# Vertical swimming/fin rot/tank fungus



## SnappyPeacock (Sep 18, 2013)

I have a 65gal tank with 6 African cichlids (1 yellow lab, 2 sunshine peacocks, 3 dragon's blood peacocks). Four days ago I noticed my dominant dragon's blood male (2.7 years old) was swimming head up, tail down. He could swim normally when he swam more quickly but eventually the vertical swimming got worse. No sign of injury and I have never witnessed my fish fighting and I look at the tank a lot! 

I performed water 40% water changes for three days to see if that helped, which it did not. also, zero ammonia readings, zero nitrite, 30ppm nitrate readings before water changes. But about 8 days before the vertical swimming I had pushed back a water change longer than I should have and I suspect an infection took hold then. The third day of his vertical swimming I moved him to a 10gal quarantine tank because I did not want the other fish to stress him out or pick on him.
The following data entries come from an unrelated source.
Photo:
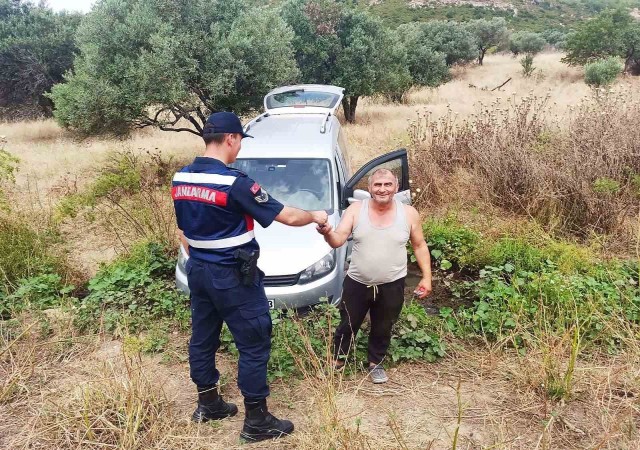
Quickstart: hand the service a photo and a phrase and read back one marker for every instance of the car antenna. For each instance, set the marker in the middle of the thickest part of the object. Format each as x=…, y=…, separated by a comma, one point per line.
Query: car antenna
x=323, y=125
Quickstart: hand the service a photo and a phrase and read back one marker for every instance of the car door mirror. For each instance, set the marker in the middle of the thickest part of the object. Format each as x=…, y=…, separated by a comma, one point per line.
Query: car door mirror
x=395, y=161
x=358, y=196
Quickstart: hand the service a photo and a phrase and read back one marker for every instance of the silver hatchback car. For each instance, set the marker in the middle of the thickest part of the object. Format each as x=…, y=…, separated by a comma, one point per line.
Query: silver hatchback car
x=299, y=156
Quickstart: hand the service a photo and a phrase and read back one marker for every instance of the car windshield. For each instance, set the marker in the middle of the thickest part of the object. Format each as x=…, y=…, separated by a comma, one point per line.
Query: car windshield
x=302, y=98
x=301, y=183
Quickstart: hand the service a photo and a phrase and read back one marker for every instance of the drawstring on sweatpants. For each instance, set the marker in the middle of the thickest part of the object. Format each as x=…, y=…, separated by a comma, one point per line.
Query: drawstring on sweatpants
x=375, y=290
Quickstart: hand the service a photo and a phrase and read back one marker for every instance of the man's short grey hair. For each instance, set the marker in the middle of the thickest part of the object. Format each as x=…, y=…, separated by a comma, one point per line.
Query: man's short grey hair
x=382, y=171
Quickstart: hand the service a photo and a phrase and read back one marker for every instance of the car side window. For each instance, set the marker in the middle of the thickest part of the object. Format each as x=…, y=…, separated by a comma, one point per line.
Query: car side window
x=341, y=178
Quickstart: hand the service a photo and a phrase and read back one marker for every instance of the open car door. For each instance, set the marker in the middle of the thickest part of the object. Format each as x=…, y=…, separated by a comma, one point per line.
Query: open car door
x=356, y=188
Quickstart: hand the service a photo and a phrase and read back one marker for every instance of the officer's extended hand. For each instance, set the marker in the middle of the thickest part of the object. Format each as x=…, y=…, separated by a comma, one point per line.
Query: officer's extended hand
x=324, y=229
x=320, y=217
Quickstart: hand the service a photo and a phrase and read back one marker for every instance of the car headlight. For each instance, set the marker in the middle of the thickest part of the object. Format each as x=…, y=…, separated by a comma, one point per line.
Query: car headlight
x=182, y=259
x=319, y=269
By this time he would not eat anymore. I tried to feed him peas as I suspected he might be constipated but he would not eat them. I noticed his fins were frayed but I assumed the other fish were harassing him (which seemed odd but maybe I had not seen them fighting). 

I decided to use Epsom salt in hopes it would help him poop. It did and the poop looked kind of pale and stringy. I did another water change and decided I should medicate. Normally I would have just used aquarium salt and water changes but I feared he had early symptoms of dropsy. His scales looked odd, not pine coned but they looked irritated and I worried they were becoming pine coned. So I began using maracyn and maracyn 2. The first day of medication, not much change in his condition. The next day i saw he had red streaks on his fins and I saw pieces of his fins had fallen on the ground. In horror, I realized he had fin rot. I also saw a small red looking vein above his eye. I did a water change to get out all the rotting flesh.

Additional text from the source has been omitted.